We had a gas boiler in our house when we bought it, but changed it for an electric one as we find it more convenient (no chance of the gas bottle running out mid-shower!). We have it on a timer for 1.5 hours, twice a day, except if we have people staying with us when we leave it on all the time, and we don't find it expensive to run. Our electricity bills are between €88-€100 every two months (we live here all year round), although we do use gas for cooking and almost all our heating.


----------



## Patsyblahh (Mar 5, 2017)

Hi Lynn
The that's cheaper than my bills here, even though my oven and hob at home are electric.
We are booked to go over mid April so will know more when we get there
Thanks for your reply
Patsy


----------



## Alcalaina (Aug 6, 2010)

Patsyblahh said:


> Hi Lynn
> The that's cheaper than my bills here, even though my oven and hob at home are electric.
> We are booked to go over mid April so will know more when we get there
> Thanks for your reply
> Patsy


I think Lynn's bills are exceptionally low for some reason, ours average about €100 a month and that's with gas for hot water and cooking.


----------



## Lynn R (Feb 21, 2014)

Alcalaina said:


> I think Lynn's bills are exceptionally low for some reason, ours average about €100 a month and that's with gas for hot water and cooking.


People often say that to me, and I have no idea why it should be so.

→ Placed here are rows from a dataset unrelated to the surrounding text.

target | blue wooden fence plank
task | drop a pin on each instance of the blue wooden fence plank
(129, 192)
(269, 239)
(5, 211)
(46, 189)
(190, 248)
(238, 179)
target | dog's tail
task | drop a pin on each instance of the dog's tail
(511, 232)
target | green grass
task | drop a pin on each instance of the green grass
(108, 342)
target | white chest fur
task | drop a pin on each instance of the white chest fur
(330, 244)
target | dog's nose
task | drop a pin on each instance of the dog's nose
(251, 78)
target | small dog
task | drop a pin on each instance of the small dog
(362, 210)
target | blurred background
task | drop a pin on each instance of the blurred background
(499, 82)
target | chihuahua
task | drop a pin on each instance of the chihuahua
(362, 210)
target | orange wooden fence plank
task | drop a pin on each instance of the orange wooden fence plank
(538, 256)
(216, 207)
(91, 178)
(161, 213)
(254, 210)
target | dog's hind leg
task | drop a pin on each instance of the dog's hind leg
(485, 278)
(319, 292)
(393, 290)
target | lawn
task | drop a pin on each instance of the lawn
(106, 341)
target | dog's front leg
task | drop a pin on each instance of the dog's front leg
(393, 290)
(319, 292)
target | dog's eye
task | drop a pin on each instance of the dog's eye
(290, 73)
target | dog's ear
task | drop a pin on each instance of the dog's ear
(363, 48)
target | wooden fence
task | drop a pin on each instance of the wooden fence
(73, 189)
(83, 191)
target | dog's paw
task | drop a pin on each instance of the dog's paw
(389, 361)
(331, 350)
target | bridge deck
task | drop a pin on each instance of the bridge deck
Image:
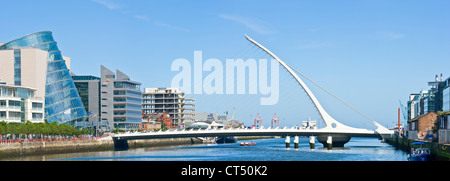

We don't leave lights on in rooms when they are not in use, nor do we have the light on when we are watching TV in the evenings - no need for it. We do all our washing with the machine on cold wash - clothes are perfectly clean. We have a tumble dryer but rarely have to use it. We don't have air conditioning because we've never felt the need for it, nor do we have a dishwasher. Because we use gas for cooking and almost all our heating (have an electric heater in one bathroom, that's all, but it's never on for very long) we only need a low potencia of 3.45kw which keeps the standing charges down. Other than that we don't do anything special to cut our bills.

I'd been reading all the reports in the press about the cost of electricity having shot up at the start of this year, so I was dreading getting the bill which was due at the beginning of February. I was amazed when it actually turned out to be €9 lower than the same bill last year, and last year we were away on holiday for just over a week out of the same charging period.


----------



## Alcalaina (Aug 6, 2010)

Lynn R said:


> People often say that to me, and I have no idea why it should be so. We don't leave lights on in rooms when they are not in use, nor do we have the light on when we are watching TV in the evenings - no need for it. We do all our washing with the machine on cold wash - clothes are perfectly clean. We have a tumble dryer but rarely have to use it. We don't have air conditioning because we've never felt the need for it, nor do we have a dishwasher. Because we use gas for cooking and almost all our heating (have an electric heater in one bathroom, that's all, but it's never on for very long) we only need a low potencia of 3.45kw which keeps the standing charges down. Other than that we don't do anything special to cut our bills.
> 
> I'd been reading all the reports in the press about the cost of electricity having shot up at the start of this year, so I was dreading getting the bill which was due at the beginning of February. I was amazed when it actually turned out to be €9 lower than the same bill last year, and last year we were away on holiday for just over a week out of the same charging period.


What's the standing charge for potencia 3.45kw? Ours is €16 a month for 4.6kw. Bills average 100€ a month but we do have electric radiators.


----------



## Lynn R (Feb 21, 2014)

Alcalaina said:


> What's the standing charge for potencia 3.45kw? Ours is €16 a month for 4.6kw. Bills average 100€ a month but we do have electric radiators.


My standing charge for 2 months is €26.81, so not that much less. I imagine your electric radiators account for a lot of the difference in our bills.

Our consumption for the latest 2 months was 397kwh, and on the bill it says that the average consumption for my municipality is 379kwh, so our consumption, rather than being exceptionally low, is actually a bit higher than the average!


----------